The multi-preventive effects of metformin on type II diabetes and evolving cardiovascular complications include a decrease in total cholesterol and low density cholesterol (LDL), free fatty acids, tissue plasminogen activator antigen and insulin levels when patients present with symptoms of hypertension, dyslipidemia, visceral obesity or hyperglycemia [31] in contrast to such reviews we find unusual high percentage of hypertension even with or without glycemic control and decrease in LDL and total cholesterol. Probably reason lies in two bare facts; first possibility suggest that due to increase of triglycerides (>2.25 mmol/L) with low LDL and HDL ratio [2330] and second possibility is the weight gain with no-exercise behavior and poor diet control [1113, 17, 24, 3134].

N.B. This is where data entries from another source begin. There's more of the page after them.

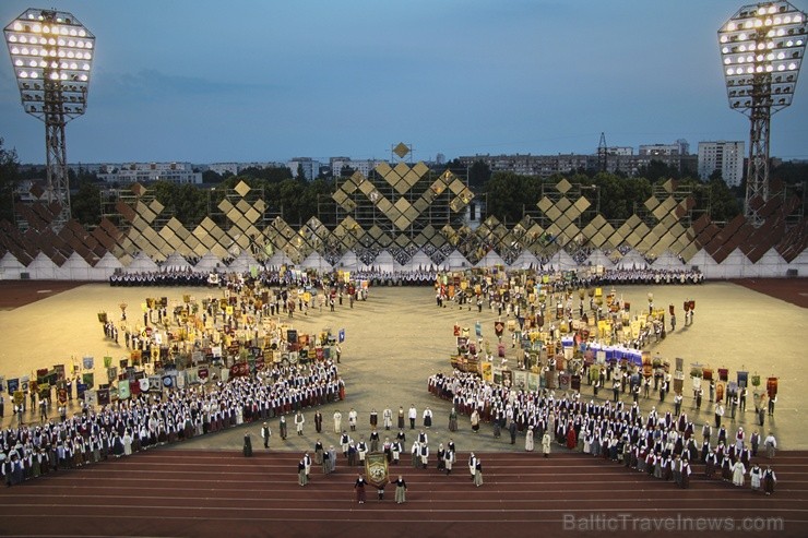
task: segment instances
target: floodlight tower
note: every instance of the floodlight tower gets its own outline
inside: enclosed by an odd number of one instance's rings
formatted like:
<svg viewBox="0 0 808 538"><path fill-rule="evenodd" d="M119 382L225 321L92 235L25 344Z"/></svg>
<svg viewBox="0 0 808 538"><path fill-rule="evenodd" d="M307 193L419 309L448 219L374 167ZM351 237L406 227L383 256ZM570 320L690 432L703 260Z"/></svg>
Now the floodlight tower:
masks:
<svg viewBox="0 0 808 538"><path fill-rule="evenodd" d="M769 129L772 113L792 104L803 64L806 14L780 0L740 8L718 29L729 107L749 117L746 217L762 224L769 200Z"/></svg>
<svg viewBox="0 0 808 538"><path fill-rule="evenodd" d="M58 230L70 219L64 125L86 109L95 36L72 14L40 9L25 11L3 32L23 108L45 123L47 200L59 204Z"/></svg>

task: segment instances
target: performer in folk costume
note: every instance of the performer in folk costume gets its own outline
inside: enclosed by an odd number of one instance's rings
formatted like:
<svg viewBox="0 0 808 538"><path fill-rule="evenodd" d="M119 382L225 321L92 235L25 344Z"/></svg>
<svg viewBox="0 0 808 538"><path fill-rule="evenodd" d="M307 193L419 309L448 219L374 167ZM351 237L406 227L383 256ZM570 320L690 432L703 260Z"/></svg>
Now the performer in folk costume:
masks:
<svg viewBox="0 0 808 538"><path fill-rule="evenodd" d="M552 438L550 438L550 432L545 431L544 435L542 435L542 453L544 454L544 457L550 457L551 441Z"/></svg>
<svg viewBox="0 0 808 538"><path fill-rule="evenodd" d="M477 458L474 466L474 486L479 488L483 486L483 462Z"/></svg>
<svg viewBox="0 0 808 538"><path fill-rule="evenodd" d="M278 425L278 429L281 430L281 439L286 441L286 435L288 435L288 431L286 430L286 415L281 415L281 423Z"/></svg>
<svg viewBox="0 0 808 538"><path fill-rule="evenodd" d="M340 413L340 409L334 411L334 433L340 433L342 431L342 413Z"/></svg>
<svg viewBox="0 0 808 538"><path fill-rule="evenodd" d="M688 462L688 458L682 458L681 461L681 488L688 489L690 488L690 474L692 473L692 469L690 468L690 462Z"/></svg>
<svg viewBox="0 0 808 538"><path fill-rule="evenodd" d="M760 491L761 479L763 478L763 470L758 464L752 465L749 469L749 481L751 482L752 491Z"/></svg>
<svg viewBox="0 0 808 538"><path fill-rule="evenodd" d="M407 482L399 475L393 483L395 485L395 503L404 504L406 502Z"/></svg>
<svg viewBox="0 0 808 538"><path fill-rule="evenodd" d="M322 432L322 413L320 413L320 409L314 413L314 429L318 433Z"/></svg>
<svg viewBox="0 0 808 538"><path fill-rule="evenodd" d="M733 465L733 483L735 486L742 487L744 475L746 475L746 467L744 467L744 463L739 459L735 462L735 465Z"/></svg>
<svg viewBox="0 0 808 538"><path fill-rule="evenodd" d="M323 456L324 450L322 442L318 439L314 443L314 463L317 465L322 465L322 456Z"/></svg>
<svg viewBox="0 0 808 538"><path fill-rule="evenodd" d="M309 483L309 479L306 476L306 464L302 459L300 459L300 462L298 462L297 464L297 483L299 483L300 486L306 486L307 483Z"/></svg>
<svg viewBox="0 0 808 538"><path fill-rule="evenodd" d="M359 475L356 479L356 482L354 482L354 489L356 490L356 502L359 504L365 504L365 485L368 483L365 480L365 477Z"/></svg>
<svg viewBox="0 0 808 538"><path fill-rule="evenodd" d="M449 431L458 431L458 409L454 407L449 411Z"/></svg>
<svg viewBox="0 0 808 538"><path fill-rule="evenodd" d="M432 410L427 407L424 409L424 428L431 428L432 427Z"/></svg>
<svg viewBox="0 0 808 538"><path fill-rule="evenodd" d="M297 415L295 415L295 428L297 429L297 434L302 435L302 427L306 423L306 417L302 416L302 413L297 411Z"/></svg>
<svg viewBox="0 0 808 538"><path fill-rule="evenodd" d="M765 470L763 471L763 490L765 491L767 495L771 495L774 493L774 485L777 481L777 477L774 476L774 471L772 470L771 466L765 467Z"/></svg>
<svg viewBox="0 0 808 538"><path fill-rule="evenodd" d="M477 409L472 411L472 430L474 433L479 431L479 413L477 413Z"/></svg>
<svg viewBox="0 0 808 538"><path fill-rule="evenodd" d="M272 437L272 430L270 429L270 425L264 422L261 427L261 439L264 440L264 449L270 447L270 437Z"/></svg>

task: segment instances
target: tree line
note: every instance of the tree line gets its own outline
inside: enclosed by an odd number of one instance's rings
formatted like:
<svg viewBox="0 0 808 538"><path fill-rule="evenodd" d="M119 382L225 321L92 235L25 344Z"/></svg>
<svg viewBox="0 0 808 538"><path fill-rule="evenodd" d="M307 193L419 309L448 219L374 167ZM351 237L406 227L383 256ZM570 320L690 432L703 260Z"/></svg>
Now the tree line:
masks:
<svg viewBox="0 0 808 538"><path fill-rule="evenodd" d="M15 152L3 148L2 144L0 139L0 220L13 223L15 187L24 179L44 178L45 168L33 167L23 172ZM467 177L476 199L485 203L483 216L494 216L507 227L514 226L525 215L537 215L536 204L545 194L556 194L555 186L561 179L581 187L581 194L592 203L589 211L597 211L613 223L625 220L632 214L646 213L645 201L655 192L655 188L668 179L676 179L678 191L693 198L694 217L706 214L713 222L722 223L742 212L744 184L730 189L718 175L701 181L656 162L640 170L638 177L578 170L571 175L554 175L543 179L514 172L491 174L482 162L466 168L453 160L430 170L427 179L432 181L445 169L461 178ZM345 177L350 174L350 169L343 170ZM771 177L786 181L801 196L805 179L808 178L808 165L785 163L773 167ZM109 186L99 182L95 175L71 170L69 179L72 215L79 223L92 228L103 215L115 213L115 196L105 194ZM280 216L293 227L306 224L312 216L326 226L336 225L336 203L331 198L335 191L334 178L321 175L307 181L299 174L293 177L287 168L249 168L227 178L209 170L203 174L203 181L202 186L157 181L145 187L165 206L163 215L176 217L189 228L205 217L214 222L221 219L222 223L217 224L224 224L219 203L241 181L258 191L266 204L266 215L271 217Z"/></svg>

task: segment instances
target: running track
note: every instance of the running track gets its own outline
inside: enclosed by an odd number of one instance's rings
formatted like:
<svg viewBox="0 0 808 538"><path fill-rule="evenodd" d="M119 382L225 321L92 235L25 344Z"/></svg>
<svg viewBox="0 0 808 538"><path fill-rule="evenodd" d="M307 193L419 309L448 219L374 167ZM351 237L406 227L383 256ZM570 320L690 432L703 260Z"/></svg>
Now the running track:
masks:
<svg viewBox="0 0 808 538"><path fill-rule="evenodd" d="M622 465L567 452L548 459L537 453L483 454L485 485L475 488L467 457L459 454L454 471L445 476L435 468L414 469L407 455L399 467L390 467L393 479L401 471L407 481L407 503L395 504L388 487L384 501L378 502L375 488L368 488L368 502L358 505L353 483L359 469L346 468L342 456L336 473L323 476L312 466L310 483L300 487L297 454L258 450L246 458L238 452L158 449L0 489L0 535L626 537L647 536L641 526L654 521L638 522L633 529L627 519L627 529L619 523L611 533L581 530L598 525L598 518L608 525L606 518L732 517L739 526L745 517L776 517L781 531L696 534L808 536L808 452L777 454L772 497L752 493L748 479L742 490L717 478L706 480L701 466L694 468L690 489L682 490ZM565 529L565 517L570 525L572 516L579 518L575 531Z"/></svg>

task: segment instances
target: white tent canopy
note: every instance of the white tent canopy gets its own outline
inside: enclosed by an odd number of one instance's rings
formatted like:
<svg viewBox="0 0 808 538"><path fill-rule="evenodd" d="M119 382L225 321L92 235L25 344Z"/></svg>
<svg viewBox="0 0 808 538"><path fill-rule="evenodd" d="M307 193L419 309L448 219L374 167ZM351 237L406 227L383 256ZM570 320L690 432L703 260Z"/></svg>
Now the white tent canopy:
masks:
<svg viewBox="0 0 808 538"><path fill-rule="evenodd" d="M222 260L211 251L207 251L205 255L200 258L197 265L193 266L193 270L198 273L213 273L217 268L222 268Z"/></svg>
<svg viewBox="0 0 808 538"><path fill-rule="evenodd" d="M17 280L20 274L25 272L25 265L20 263L20 260L11 252L7 252L0 258L0 280Z"/></svg>
<svg viewBox="0 0 808 538"><path fill-rule="evenodd" d="M603 265L603 268L607 271L615 268L615 263L609 259L609 256L604 254L604 252L601 249L597 249L594 252L592 252L590 256L586 259L586 263L589 265L592 265L593 267L597 265Z"/></svg>
<svg viewBox="0 0 808 538"><path fill-rule="evenodd" d="M328 272L333 267L319 252L312 252L300 264L301 267L313 268L318 272Z"/></svg>
<svg viewBox="0 0 808 538"><path fill-rule="evenodd" d="M402 266L395 261L389 250L382 250L370 264L376 271L382 273L394 273L402 271Z"/></svg>
<svg viewBox="0 0 808 538"><path fill-rule="evenodd" d="M536 258L536 254L530 250L523 250L522 253L519 254L519 258L516 258L511 264L511 268L538 268L540 265L542 263L538 261L538 258Z"/></svg>
<svg viewBox="0 0 808 538"><path fill-rule="evenodd" d="M250 267L256 266L260 267L261 264L258 263L249 252L242 250L238 258L236 258L230 263L230 265L227 266L227 271L231 273L247 273L250 271Z"/></svg>
<svg viewBox="0 0 808 538"><path fill-rule="evenodd" d="M145 252L138 252L138 255L134 256L132 260L132 263L127 266L127 273L151 273L154 271L157 271L157 264L154 263L154 260L148 258Z"/></svg>
<svg viewBox="0 0 808 538"><path fill-rule="evenodd" d="M629 250L619 262L617 262L617 268L619 270L645 270L649 268L649 262L635 250Z"/></svg>
<svg viewBox="0 0 808 538"><path fill-rule="evenodd" d="M499 254L497 254L496 251L489 250L488 253L484 255L479 262L477 262L477 265L475 265L475 267L494 267L495 265L504 264L504 261Z"/></svg>
<svg viewBox="0 0 808 538"><path fill-rule="evenodd" d="M568 271L578 267L578 264L572 256L563 249L552 254L549 265L554 271Z"/></svg>
<svg viewBox="0 0 808 538"><path fill-rule="evenodd" d="M409 264L404 267L404 271L428 270L435 267L435 262L423 250L418 250L409 260Z"/></svg>
<svg viewBox="0 0 808 538"><path fill-rule="evenodd" d="M163 262L163 271L187 271L192 267L192 265L188 262L188 260L185 259L182 254L179 252L173 252L171 254L166 258L166 261Z"/></svg>
<svg viewBox="0 0 808 538"><path fill-rule="evenodd" d="M458 249L454 249L452 253L449 254L449 258L443 260L443 263L441 264L441 267L443 267L444 271L462 270L471 266L472 263L466 260L466 256L461 254Z"/></svg>
<svg viewBox="0 0 808 538"><path fill-rule="evenodd" d="M663 271L680 271L685 268L685 264L676 254L674 254L669 250L666 250L665 252L660 254L656 260L654 260L654 263L651 264L651 268Z"/></svg>

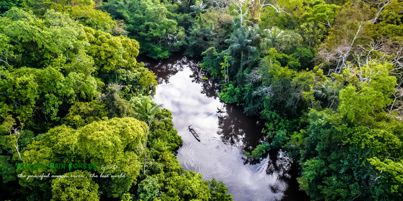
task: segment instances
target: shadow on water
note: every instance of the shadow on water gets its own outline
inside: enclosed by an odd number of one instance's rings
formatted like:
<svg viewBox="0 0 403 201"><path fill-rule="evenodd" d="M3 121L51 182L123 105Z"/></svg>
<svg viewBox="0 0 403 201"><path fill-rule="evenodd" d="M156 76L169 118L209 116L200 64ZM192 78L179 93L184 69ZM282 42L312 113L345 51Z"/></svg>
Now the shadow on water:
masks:
<svg viewBox="0 0 403 201"><path fill-rule="evenodd" d="M178 158L185 169L200 173L204 180L222 180L235 201L309 200L296 181L299 166L286 152L272 150L260 160L246 158L242 152L264 140L264 122L246 115L241 106L217 98L220 86L200 67L199 59L177 53L161 60L137 60L157 77L155 101L172 113L174 127L183 140ZM205 77L209 79L202 80ZM191 135L189 124L201 141Z"/></svg>
<svg viewBox="0 0 403 201"><path fill-rule="evenodd" d="M225 143L243 147L243 150L251 152L264 138L262 130L264 123L258 116L246 116L241 106L224 104L225 109L218 116L217 133ZM222 115L222 114L225 114Z"/></svg>

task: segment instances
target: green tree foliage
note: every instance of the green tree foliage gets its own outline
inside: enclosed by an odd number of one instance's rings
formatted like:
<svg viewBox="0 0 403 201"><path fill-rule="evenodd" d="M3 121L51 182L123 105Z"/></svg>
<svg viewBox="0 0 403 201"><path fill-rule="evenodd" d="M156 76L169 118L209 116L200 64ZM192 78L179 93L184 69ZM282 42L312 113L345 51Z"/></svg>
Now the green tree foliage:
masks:
<svg viewBox="0 0 403 201"><path fill-rule="evenodd" d="M99 186L91 179L89 172L76 170L64 175L68 177L52 181L52 196L51 200L99 200ZM71 177L76 175L83 175L84 177Z"/></svg>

Long term use of metformin may cause malabsorption of vitamin B12 [21, 2527, 31]. Because of the depletion of B12, supplementation is recommended [2527]. When a person begins to take metformin, they may experience some nausea and vomiting, stomach pain, bloating and diarrhea [15, 27]. Studies were conducted in the past that describe the pattern of oral antidiabetic and insulin use. These provide data on the level of glucose control achieved with each of these treatments, mono or combined, at different stages of the disease, the development of complications associated with DM2, the duration of therapy for each defined treatment pattern and clinical variables at the time the medication was changed [3538].

Conclusion

Metformin and lovastatin use among patients of type 2 diabetes and dyslipidemia is significantly improved the clinical outcomes. No significant association of metformin or lovastatin is found against the hypertension. Metformin and calcium channel blocker combination therapy was found to be the best choice in the co-treatment of diabetes and hypertension.

Hypertension is significantly found in both controlled and normal total cholesterol reading patients. This may reflects the attitude that lowering the FBS and total cholesterol can control hypertension, but for instance the hypertension among such patients have some inevitable cause to control.